= Stirling baronets of Glorat (1666) =

The Stirling baronetcy of Glorat in Stirlingshire was created on 30 April 1666 in the Baronetage of Nova Scotia for George Stirling, son of the Royalist Mungo Stirling of the Wars of the Three Kingdoms.

The title is marked "dormant" on the Official Roll of the Baronetage.

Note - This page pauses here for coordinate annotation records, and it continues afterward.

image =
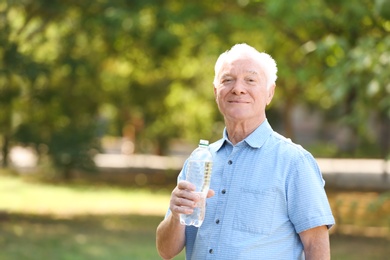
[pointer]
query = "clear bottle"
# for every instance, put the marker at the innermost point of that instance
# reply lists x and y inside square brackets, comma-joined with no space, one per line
[198,172]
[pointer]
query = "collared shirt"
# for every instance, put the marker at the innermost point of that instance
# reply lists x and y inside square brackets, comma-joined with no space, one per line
[267,191]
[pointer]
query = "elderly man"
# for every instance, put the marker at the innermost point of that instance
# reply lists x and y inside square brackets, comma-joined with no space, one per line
[267,198]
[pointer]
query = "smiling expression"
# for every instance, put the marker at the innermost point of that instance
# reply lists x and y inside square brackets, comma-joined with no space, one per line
[241,91]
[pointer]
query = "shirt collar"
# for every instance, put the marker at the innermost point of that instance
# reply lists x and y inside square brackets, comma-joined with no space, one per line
[256,139]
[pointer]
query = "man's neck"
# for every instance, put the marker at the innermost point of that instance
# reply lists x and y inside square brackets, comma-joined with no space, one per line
[238,131]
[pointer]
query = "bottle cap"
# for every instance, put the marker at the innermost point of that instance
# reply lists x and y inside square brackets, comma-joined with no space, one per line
[203,142]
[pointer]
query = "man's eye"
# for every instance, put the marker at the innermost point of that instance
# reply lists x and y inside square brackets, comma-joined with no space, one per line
[226,80]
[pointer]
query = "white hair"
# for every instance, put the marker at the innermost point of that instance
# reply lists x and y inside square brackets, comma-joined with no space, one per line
[267,63]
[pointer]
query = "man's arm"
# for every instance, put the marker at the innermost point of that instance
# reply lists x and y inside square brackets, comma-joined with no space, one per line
[316,243]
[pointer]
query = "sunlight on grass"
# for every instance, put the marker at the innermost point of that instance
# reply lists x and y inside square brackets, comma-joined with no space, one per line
[19,196]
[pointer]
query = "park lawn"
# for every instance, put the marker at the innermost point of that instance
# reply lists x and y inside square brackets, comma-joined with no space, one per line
[43,221]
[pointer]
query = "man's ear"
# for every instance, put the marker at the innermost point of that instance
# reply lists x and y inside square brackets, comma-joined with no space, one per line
[271,92]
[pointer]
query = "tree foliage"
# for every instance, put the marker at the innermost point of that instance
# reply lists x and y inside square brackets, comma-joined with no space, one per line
[71,71]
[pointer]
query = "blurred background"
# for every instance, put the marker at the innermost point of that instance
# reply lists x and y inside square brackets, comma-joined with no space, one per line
[101,102]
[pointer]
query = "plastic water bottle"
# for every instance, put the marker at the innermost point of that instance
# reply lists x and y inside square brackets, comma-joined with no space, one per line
[198,172]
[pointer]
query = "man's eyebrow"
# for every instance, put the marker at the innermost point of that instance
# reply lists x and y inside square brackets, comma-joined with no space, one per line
[252,72]
[226,75]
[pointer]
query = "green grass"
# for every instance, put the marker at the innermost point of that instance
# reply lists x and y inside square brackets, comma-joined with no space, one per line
[80,222]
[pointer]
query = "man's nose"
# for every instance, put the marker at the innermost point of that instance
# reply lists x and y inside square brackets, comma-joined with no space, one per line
[238,88]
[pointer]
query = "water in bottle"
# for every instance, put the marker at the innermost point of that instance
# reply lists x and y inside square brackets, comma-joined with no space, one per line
[199,173]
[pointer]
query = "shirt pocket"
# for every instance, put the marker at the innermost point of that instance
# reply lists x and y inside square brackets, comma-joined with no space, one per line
[255,211]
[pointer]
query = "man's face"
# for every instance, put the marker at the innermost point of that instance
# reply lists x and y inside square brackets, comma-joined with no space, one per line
[241,91]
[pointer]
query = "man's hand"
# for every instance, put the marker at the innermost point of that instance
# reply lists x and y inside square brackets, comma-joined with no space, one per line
[184,200]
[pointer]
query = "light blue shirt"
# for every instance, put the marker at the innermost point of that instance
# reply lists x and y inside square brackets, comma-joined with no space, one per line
[267,191]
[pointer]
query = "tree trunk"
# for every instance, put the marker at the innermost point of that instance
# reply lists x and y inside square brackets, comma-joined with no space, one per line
[5,150]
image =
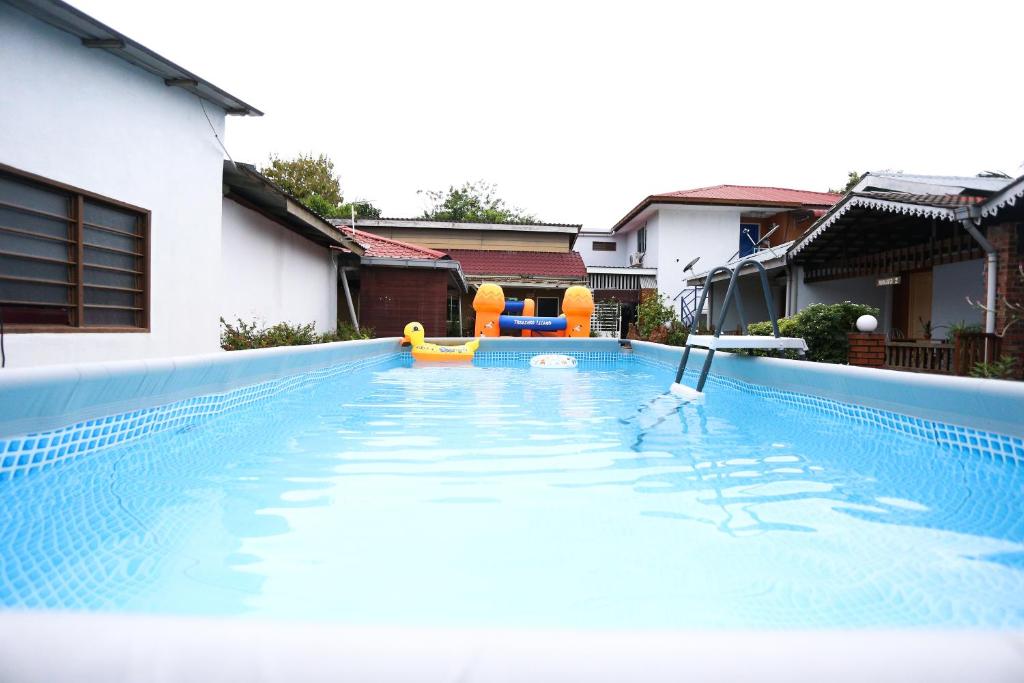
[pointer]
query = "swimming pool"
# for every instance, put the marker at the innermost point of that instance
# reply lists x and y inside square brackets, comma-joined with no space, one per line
[501,496]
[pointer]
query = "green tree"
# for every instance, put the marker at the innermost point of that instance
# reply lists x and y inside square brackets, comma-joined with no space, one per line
[312,181]
[473,202]
[852,178]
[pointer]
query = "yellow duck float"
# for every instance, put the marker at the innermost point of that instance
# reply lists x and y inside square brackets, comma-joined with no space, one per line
[424,351]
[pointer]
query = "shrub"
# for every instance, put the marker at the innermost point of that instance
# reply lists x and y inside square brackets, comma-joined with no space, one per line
[1004,369]
[653,313]
[677,334]
[243,335]
[824,327]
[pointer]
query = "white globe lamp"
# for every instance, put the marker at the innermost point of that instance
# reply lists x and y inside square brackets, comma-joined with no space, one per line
[867,324]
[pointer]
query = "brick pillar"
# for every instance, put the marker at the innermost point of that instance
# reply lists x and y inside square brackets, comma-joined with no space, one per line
[1009,287]
[867,349]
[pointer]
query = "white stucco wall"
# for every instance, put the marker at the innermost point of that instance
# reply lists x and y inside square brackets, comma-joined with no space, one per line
[683,233]
[617,258]
[271,274]
[951,283]
[85,118]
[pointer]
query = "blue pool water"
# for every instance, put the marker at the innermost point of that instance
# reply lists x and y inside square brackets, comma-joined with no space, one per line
[509,497]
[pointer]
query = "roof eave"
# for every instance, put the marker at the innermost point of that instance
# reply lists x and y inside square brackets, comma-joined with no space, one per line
[863,201]
[95,35]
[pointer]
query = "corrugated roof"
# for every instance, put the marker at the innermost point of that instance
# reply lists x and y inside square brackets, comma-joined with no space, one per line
[545,264]
[925,200]
[378,247]
[750,196]
[757,194]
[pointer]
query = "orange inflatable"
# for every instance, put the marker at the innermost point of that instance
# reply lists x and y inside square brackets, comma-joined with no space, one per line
[489,305]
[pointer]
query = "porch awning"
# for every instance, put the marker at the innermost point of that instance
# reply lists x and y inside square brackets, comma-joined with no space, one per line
[622,279]
[884,232]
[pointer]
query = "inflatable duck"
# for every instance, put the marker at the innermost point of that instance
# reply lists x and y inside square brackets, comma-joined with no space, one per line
[424,351]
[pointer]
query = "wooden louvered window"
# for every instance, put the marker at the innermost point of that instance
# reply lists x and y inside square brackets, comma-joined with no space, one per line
[71,260]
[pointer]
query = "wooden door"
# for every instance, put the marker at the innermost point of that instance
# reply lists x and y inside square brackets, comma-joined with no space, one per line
[919,303]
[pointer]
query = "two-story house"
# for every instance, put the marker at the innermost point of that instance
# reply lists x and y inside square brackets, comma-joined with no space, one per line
[667,238]
[534,260]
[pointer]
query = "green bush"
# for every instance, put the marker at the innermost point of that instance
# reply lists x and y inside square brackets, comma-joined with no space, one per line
[653,313]
[1004,369]
[823,327]
[243,335]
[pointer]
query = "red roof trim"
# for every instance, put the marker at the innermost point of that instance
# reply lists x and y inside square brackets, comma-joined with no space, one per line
[378,247]
[525,263]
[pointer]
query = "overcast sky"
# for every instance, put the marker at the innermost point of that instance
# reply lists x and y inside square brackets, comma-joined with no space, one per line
[579,111]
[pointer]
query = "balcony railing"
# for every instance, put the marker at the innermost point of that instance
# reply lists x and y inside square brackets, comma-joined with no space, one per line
[941,357]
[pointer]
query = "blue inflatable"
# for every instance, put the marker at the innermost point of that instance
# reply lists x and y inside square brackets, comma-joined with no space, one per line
[530,323]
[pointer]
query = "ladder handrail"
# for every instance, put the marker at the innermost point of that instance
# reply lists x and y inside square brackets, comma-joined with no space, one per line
[730,296]
[731,292]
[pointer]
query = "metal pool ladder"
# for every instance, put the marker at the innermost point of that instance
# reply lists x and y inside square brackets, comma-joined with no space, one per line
[718,340]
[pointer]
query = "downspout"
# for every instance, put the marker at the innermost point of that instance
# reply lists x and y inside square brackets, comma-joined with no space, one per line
[348,295]
[967,217]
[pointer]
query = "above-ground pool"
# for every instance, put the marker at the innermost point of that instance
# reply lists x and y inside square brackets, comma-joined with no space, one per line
[496,495]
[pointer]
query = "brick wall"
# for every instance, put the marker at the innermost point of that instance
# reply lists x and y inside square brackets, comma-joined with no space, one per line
[1009,287]
[867,349]
[390,298]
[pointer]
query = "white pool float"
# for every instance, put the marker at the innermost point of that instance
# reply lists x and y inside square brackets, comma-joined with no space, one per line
[552,360]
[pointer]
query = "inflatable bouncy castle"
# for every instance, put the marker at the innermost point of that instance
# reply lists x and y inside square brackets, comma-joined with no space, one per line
[495,314]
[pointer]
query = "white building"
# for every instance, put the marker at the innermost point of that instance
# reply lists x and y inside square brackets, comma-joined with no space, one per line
[668,238]
[117,241]
[896,243]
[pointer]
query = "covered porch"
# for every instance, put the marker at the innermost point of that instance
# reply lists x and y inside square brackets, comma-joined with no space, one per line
[922,260]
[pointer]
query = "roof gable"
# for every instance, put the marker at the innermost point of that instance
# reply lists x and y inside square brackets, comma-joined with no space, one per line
[757,194]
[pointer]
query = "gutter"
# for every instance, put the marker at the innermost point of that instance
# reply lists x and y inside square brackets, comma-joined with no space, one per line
[437,264]
[969,217]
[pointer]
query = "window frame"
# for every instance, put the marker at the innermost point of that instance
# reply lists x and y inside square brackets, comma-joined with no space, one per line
[77,224]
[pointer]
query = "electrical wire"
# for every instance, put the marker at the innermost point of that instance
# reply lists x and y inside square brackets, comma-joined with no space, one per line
[214,130]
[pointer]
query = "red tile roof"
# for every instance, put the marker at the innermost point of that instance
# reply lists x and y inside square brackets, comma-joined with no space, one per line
[378,247]
[756,194]
[547,264]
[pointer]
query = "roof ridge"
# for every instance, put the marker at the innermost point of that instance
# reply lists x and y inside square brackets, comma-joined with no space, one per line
[727,184]
[357,232]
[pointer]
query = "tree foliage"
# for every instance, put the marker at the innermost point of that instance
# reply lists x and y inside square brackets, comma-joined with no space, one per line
[473,202]
[312,181]
[823,327]
[852,178]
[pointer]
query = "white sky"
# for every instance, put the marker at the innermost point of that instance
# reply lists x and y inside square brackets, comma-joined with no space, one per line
[579,111]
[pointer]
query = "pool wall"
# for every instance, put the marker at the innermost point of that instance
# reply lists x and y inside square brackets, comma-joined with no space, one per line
[52,415]
[989,406]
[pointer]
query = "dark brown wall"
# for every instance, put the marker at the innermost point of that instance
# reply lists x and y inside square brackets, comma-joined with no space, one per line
[390,298]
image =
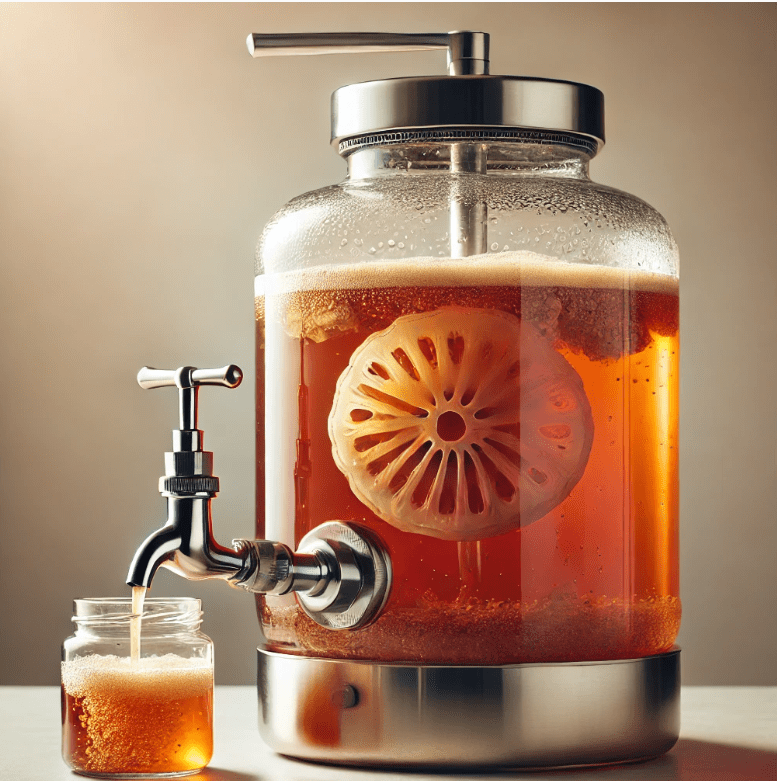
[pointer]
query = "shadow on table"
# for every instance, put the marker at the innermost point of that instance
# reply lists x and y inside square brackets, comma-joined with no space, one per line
[698,760]
[689,760]
[217,774]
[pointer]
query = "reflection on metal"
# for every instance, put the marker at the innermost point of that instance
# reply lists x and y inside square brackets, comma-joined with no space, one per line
[521,716]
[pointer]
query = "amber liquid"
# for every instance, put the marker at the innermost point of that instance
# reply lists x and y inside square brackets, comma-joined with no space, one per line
[151,716]
[594,578]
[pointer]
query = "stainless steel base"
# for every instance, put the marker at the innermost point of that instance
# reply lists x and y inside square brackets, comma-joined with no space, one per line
[520,716]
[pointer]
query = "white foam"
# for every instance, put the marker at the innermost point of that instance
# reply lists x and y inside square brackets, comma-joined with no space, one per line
[166,676]
[512,269]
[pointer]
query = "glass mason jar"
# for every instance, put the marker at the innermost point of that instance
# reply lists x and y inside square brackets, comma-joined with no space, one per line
[150,715]
[480,364]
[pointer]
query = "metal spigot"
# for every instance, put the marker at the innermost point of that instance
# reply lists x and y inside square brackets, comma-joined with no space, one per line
[341,574]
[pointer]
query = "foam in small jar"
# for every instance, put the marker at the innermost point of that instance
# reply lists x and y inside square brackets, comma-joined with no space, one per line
[166,677]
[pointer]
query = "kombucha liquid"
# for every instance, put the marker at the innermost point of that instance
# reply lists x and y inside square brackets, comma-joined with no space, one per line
[596,576]
[138,598]
[150,716]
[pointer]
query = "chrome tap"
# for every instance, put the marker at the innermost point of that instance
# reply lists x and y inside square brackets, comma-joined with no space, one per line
[341,574]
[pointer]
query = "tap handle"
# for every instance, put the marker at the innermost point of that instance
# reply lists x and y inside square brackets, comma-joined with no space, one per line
[189,377]
[188,380]
[467,49]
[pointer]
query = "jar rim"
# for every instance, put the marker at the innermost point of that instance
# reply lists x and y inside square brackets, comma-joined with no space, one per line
[91,611]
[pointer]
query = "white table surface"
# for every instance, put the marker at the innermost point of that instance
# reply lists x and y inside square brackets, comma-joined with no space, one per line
[728,734]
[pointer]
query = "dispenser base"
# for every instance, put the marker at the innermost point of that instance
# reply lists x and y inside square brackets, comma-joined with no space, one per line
[515,716]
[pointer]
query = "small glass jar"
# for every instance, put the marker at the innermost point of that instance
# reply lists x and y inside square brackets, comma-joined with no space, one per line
[142,714]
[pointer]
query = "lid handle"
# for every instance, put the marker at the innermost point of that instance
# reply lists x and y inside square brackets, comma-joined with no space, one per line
[467,50]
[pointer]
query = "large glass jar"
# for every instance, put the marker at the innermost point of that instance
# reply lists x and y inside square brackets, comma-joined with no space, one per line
[503,417]
[137,691]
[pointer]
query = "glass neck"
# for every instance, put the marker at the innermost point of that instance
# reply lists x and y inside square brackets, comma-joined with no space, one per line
[478,157]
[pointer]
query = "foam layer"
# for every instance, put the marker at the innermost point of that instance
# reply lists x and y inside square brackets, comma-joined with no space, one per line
[505,268]
[163,677]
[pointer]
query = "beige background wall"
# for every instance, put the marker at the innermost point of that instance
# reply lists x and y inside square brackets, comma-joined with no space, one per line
[142,150]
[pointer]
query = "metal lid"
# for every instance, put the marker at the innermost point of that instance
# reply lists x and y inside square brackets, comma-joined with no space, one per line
[570,112]
[466,103]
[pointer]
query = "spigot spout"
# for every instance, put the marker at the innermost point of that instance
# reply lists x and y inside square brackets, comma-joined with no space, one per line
[341,576]
[154,551]
[186,546]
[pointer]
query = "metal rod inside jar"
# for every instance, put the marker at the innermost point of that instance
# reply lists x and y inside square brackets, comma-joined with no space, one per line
[468,212]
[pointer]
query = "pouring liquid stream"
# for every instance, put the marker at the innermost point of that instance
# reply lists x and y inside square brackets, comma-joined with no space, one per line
[138,597]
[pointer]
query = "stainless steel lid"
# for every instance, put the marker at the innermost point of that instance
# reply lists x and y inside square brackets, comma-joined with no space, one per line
[490,105]
[466,103]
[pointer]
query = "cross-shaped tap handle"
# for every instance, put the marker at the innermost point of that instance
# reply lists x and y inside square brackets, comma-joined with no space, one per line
[188,380]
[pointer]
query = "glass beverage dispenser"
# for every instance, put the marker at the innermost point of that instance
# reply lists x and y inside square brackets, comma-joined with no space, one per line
[467,358]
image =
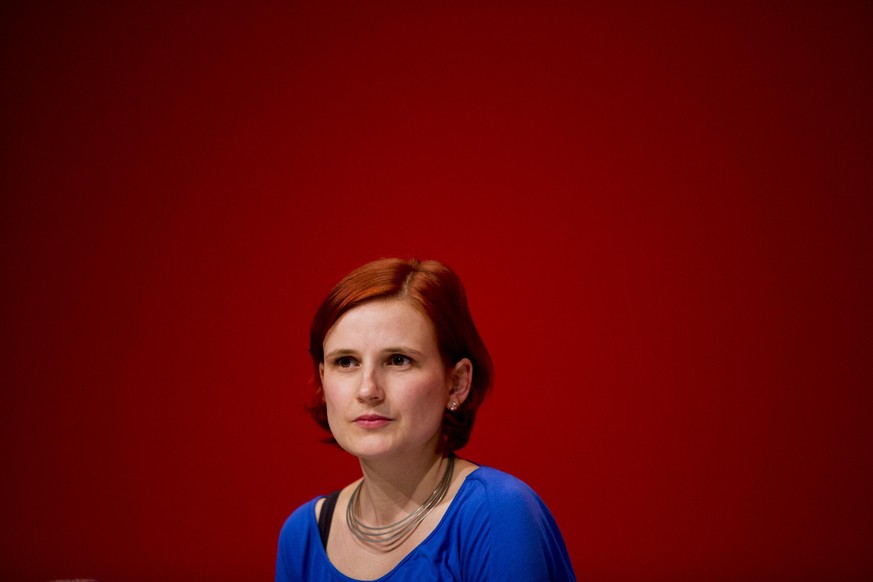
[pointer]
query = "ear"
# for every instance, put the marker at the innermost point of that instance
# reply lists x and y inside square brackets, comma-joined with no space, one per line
[461,376]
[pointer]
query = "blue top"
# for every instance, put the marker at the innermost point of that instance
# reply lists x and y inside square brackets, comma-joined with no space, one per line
[496,528]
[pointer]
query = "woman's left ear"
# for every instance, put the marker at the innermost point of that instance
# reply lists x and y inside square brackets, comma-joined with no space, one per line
[462,379]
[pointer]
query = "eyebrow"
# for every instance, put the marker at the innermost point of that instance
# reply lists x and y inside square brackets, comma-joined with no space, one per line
[338,353]
[390,350]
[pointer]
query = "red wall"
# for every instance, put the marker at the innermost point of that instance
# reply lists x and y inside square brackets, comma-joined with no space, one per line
[662,215]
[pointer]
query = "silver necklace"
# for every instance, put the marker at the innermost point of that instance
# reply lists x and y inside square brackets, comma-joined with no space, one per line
[390,536]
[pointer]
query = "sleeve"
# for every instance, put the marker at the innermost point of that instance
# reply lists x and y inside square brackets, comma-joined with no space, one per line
[514,537]
[295,540]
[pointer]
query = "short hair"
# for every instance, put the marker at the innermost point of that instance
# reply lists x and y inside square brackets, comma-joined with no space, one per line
[437,291]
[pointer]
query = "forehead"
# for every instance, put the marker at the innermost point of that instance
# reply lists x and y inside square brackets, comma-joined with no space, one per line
[394,321]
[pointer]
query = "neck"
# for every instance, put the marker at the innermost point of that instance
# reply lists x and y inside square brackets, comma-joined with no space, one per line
[393,488]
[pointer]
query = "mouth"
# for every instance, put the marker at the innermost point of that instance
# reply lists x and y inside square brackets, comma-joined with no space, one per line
[372,421]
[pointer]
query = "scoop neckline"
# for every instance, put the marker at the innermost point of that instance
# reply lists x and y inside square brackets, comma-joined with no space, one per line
[451,509]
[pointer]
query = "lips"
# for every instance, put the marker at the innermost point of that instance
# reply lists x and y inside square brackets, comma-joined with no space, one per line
[371,421]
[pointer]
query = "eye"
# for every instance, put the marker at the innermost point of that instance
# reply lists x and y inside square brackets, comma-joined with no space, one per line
[344,362]
[399,360]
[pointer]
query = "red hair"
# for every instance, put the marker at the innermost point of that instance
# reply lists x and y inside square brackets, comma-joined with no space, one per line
[437,291]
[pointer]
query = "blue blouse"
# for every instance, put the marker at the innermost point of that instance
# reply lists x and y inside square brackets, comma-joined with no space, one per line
[496,528]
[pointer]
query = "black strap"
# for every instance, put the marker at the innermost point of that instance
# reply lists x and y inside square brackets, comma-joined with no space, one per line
[326,516]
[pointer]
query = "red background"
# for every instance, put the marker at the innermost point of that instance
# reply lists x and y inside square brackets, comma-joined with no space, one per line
[662,215]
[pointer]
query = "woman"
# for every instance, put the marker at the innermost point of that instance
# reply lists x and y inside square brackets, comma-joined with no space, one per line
[401,371]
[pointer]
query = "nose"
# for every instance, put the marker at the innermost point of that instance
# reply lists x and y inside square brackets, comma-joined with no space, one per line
[370,389]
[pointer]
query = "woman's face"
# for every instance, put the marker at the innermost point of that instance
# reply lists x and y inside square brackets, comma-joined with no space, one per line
[385,383]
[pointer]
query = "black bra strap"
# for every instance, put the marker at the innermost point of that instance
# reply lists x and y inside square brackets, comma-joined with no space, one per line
[326,516]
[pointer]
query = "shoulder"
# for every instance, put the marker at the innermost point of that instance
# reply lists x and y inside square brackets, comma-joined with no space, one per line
[299,543]
[500,489]
[515,535]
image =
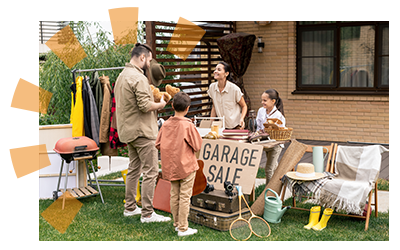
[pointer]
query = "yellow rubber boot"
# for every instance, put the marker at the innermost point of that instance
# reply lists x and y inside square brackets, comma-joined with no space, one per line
[324,219]
[314,217]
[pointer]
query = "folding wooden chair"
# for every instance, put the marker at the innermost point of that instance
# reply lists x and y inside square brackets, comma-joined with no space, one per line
[330,167]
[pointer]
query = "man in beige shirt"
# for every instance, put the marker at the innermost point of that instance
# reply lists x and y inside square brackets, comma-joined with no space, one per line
[137,126]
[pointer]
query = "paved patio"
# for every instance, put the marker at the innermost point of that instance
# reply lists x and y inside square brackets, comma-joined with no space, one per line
[384,174]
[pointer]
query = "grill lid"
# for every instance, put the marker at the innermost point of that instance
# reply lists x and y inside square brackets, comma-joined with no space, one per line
[72,145]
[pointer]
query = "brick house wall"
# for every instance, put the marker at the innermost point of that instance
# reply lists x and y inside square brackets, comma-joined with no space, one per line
[360,118]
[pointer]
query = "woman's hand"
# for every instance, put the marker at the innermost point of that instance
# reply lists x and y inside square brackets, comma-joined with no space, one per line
[242,124]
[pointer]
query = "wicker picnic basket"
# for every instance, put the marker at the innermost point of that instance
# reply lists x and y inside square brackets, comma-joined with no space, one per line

==Stirling baronets, of Glorat (1666) ==
- Sir George Stirling, 1st Baronet (died c. 1680)
- Sir Mungo Stirling, 2nd Baronet (died 1712)
- Sir James Stirling, 3rd Baronet (died 1771)
- Sir Alexander Stirling, 4th Baronet (died 1791)
- Sir John Stirling, 5th Baronet (died 1818)
- Sir Samuel Stirling, 6th Baronet (1783–1858)
- Sir Samuel Home Stirling, 7th Baronet (1830–1861)
- Sir Charles Elphinstone Fleming Stirling, 8th Baronet (1831–1910)
- Colonel Sir George Murray Home Stirling, 9th Baronet (1869–1949), Lord Lieutenant of Stirlingshire 1936–1949. He survived his two sons, leaving three daughters.